To provide an answer, some of the world's leading IT suppliers have joined forces with a group of US academics to prove that technology investment can deliver real returns.

Backing the project is an A-list of global suppliers including Microsoft, Accenture, BT, Cisco Systems, Hewlett-Packard, Intel, SAP and Xerox, who have created the Information Work Productivity Council, a research centre at the Massachusetts Institute of Technology's Sloan School of Management.

With European corporate IT spending levels stagnant and spending in the US falling in 2001 and 2002, the enterprise IT industry is anxious to develop ways of justifying investment - something businesses have been doubtful of since the dotcom crash and the Y2K problem.

But in the UK the initiative provoked a sceptical reaction from users and analysts. IT directors and chief financial officers have never been less inclined to believe suppliers when they urge new investment today on the promise of jam tomorrow.

However, despite the universal mantra of return on investment, IT funds are still being spent as an act of faith while the business case is being developed.

The £2.3bn investment in NHS IT, for example, is supposed to revolutionise the provision of healthcare. Whether the new systems are appropriate, are wanted by users or will be used by them, remains to be seen.

Erik Brynjolfsson, professor of management at the MIT Sloan School, who will head the new research centre, has for the past 15 years championed the power of IT to improve business productivity. Now, with funding from Microsoft et al, he aims to develop analytical tools to prove it.

The Information Work Productivity Centre will examine business processes and enabling technologies used by successful organisations to create a standard method for measuring and increasing information work productivity.

"In the industrial era, researchers and executives developed scientific management principles to improve the productivity of their factory workers. Today, success depends on developing new practices to increase the productivity of information workers," Brynjolfsson said .

The key, he said, is IT-based business process re-engineering. "The productivity benefits of IT spending are relatively modest compared with those achieved when IT solutions are combined with innovative changes in work organisation."

Danny Garvey, vice-president of BT Global Services agreed. "Despite current technology innovations, most companies are not achieving their highest potential. The centre will play a critical role in providing insight into where disconnections exist between technology and business processes," he said.

However, David Roberts, chief executive officer of Tif, the Corporate IT Forum, said the new centre and its supplier sponsors are "seriously missing the point".

"The real issue for users is the cost of software, not the productivity of labour. IT departments are being told to get value from what they already have before spending more," he said.

Richard Holway, director of analyst organisation OvumHolway, is sceptical about what the centre might produce. "We are always dubious of any research funded by interested parties to prove their point," he said. The question of whether IT has produced any productivity gains may be "unanswerable", he added.

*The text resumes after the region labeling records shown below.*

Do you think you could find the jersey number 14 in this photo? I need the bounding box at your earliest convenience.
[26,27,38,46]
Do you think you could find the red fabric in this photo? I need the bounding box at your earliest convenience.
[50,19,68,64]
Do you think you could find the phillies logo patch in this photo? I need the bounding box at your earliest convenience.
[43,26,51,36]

"We actually suspect that most IT is implemented because it is there."

Response from the IT profession       

Senior IT professionals in the UK are sceptical about the value of the Information Work Productivity Council and the findings it might produce. 

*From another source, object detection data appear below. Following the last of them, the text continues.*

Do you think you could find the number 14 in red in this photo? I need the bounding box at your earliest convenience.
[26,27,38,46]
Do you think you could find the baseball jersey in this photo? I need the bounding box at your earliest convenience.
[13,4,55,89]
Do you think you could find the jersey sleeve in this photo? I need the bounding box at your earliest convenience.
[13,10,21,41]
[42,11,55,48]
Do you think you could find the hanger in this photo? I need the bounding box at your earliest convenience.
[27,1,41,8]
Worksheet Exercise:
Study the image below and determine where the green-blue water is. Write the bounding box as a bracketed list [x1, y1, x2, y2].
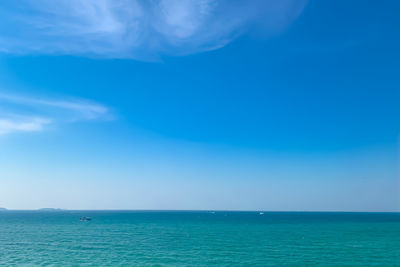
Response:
[0, 211, 400, 266]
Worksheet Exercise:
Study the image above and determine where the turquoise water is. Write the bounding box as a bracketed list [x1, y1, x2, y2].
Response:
[0, 211, 400, 266]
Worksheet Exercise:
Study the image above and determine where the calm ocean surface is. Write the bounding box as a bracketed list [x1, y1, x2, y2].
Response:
[0, 211, 400, 266]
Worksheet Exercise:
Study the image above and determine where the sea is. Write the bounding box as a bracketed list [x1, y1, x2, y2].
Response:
[0, 211, 400, 266]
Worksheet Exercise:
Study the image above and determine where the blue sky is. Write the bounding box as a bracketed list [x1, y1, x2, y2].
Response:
[0, 0, 400, 211]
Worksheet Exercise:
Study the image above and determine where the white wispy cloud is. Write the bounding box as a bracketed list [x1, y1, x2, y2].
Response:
[0, 93, 111, 135]
[0, 117, 51, 135]
[0, 0, 307, 60]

Paul Barnett, group IT manager of nationwide car dealership Reg Vardy, said, "There is a long way between this initiative and the real world." 

Setting up organisations to tell IT departments about the importance of IT spending and the need to constantly re-evaluate business processes is like "teaching your grandmother to suck eggs".  

"We are very business focused already," said Barnett. "Any IT manager worth their salt and backed by a progressive board can turn IT into a business benefit." 

Dominic Connor, head of IT at King & Shaxson, a firm of bond brokers in the City of London, said, "What IT managers need is tools that predict ROI, not documents that sound like a factory for happy stories. 

"They just send these documents to technical people, telling them that spending money on computers is good."  Elaine Clark, group IT manager at the Chelsea Village complex, which houses Chelsea Football Club, said she would take anything the centre said "with a pinch of salt". 

Businesses understand the need to spend on IT and technology can deliver real returns. "You can't use a quill pen any more," she said. 

She also criticised suppliers such as Microsoft for bringing out too many products and upgrades. 

Rather than try and convince corporate users to spend more, Clark said, "[Microsoft] should slow down a bit and make sure its products are more stable before putting them on the market."